The entire process of identification and management of people who have been exposed to any infectious disease to prevent any further transmission is called contact tracing. If properly applied, contact tracing can effectively help stop the spread of an infectious disease.
Contact tracing for Covid-19
Covid-19 has wreaked havoc across the world because of its highly infectious nature. Much of the world has had to lock down and people have been forced to stay inside their houses to prevent transmission, given a surge in the number of coronavirus cases.
In a situation like this, contact tracing is an important tool to curb the spread of the virus.
How to trace those who came in contact
If you had a face-to-face contact with an infected person within the range of one meter and for more than 15 minutes, or if you had any direct physical contact, or if you shared a meal, room or any other space, you may have exposed yourself to the infection. In case of Covid-19 exposure, you will need to quarantine yourself for 14 days and report immediately to authorities if you have any symptoms.
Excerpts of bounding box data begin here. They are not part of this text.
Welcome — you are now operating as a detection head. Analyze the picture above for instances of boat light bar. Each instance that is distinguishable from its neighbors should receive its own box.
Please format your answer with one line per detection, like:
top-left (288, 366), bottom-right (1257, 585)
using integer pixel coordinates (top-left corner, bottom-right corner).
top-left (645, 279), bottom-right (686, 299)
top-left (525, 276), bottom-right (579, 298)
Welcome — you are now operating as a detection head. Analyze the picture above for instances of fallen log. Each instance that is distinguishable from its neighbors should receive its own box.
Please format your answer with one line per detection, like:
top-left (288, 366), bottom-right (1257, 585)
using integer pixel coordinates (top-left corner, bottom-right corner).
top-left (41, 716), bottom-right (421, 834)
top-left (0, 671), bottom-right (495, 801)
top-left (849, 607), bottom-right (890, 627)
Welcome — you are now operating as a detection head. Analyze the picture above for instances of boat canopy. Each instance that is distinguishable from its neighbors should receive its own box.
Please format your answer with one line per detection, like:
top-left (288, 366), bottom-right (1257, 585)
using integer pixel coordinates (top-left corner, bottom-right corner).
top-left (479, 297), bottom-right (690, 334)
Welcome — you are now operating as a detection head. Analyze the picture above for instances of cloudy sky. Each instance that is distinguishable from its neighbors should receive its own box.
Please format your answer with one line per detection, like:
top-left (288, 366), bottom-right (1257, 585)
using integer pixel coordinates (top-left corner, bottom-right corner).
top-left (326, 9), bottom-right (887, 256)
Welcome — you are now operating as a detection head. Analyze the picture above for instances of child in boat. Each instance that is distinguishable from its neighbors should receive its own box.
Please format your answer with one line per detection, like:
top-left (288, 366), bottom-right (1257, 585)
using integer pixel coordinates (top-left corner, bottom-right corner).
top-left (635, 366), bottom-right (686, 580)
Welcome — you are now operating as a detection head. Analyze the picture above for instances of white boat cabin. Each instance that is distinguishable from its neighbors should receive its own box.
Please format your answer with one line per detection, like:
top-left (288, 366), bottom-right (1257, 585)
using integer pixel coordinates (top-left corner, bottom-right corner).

Different contact-tracing applications have been developed around the world to help trace people who may have exposed themselves to the virus. In India, the government has launched the Aarogya Setu app to boost the efforts of limiting the spread of the disease. The app was downloaded by over 114 million users on Android Play as on May 26, 2020.
The app uses your smartphone’s bluetooth and GPS to determine if you were within six feet of a perdorson who got infected by Covid-19. The app also shows Covid-19 hotspots and the number of cases within a distance of 500 metres, 1 km, 2 km, 5 km and 10 km.
The app has, however, also raised many eyebrows over privacy and data-related issues.